Tuesday, September 25, 2007

Australia lags on Broadband: OECD

THE latest OECD report card on broadband access has found Australia lags other developed nations with slow internet speeds and high access costs.

The Organisation for Economic Cooperation and Development found Australia’s download speeds were the second slowest of any OECD club member – slower than Hungary and Turkey, and only marginally faster than last-placed Slovak Republic.

The OECD Communications Outlook 2007 report also found a bundle of typical telecommunications services – including fixed-line, mobile and local and long distance calls – were far more expensive in Australia than comparable economies in the OECD.

In particular, the report found typical communications bundles used by small businesses were especially costly.

Although Telstra’s internet download speeds have improved since the data for the report was compiled in 2006 (top speeds have jumped for 1.5Mbps to about 24Mbps), countries like Japan and South Korea are now offering customers speeds of up to 100Mbps.

The report found that overall investment continued to rise and consumers were generally paying less for their communications services among OECD countries.

It found that 60 per cent of the OECD’s 256 million internet subscribers had access to broadband connections at the end of 2005.

The move to introduce broadband services has presented challenges for incumbent communications service providers.
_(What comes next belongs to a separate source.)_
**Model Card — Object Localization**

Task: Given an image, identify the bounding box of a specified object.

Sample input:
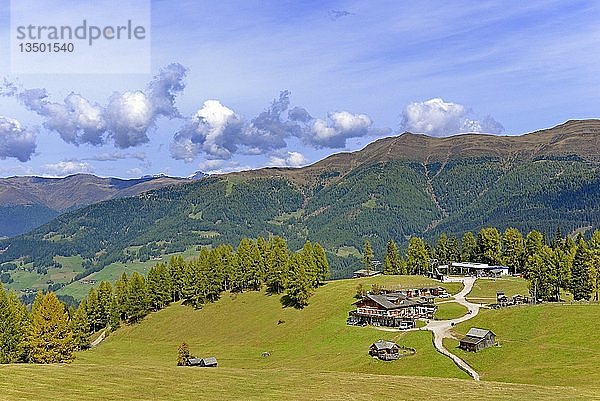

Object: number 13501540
[19,42,75,53]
“(Broadband) offers an additional revenue stream for telecoms operators to make up for their declining revenues from voice communications, which still make up the bulk of their revenue,” the OECD report said.

“Broadband remains one of the main growth areas for telecoms firms and one of their key challenges, looking ahead, will be to decide how much and how soon they should invest in next-generation networks, such as fibre-optics, rather than continue their investments in traditional copper networks,” it said.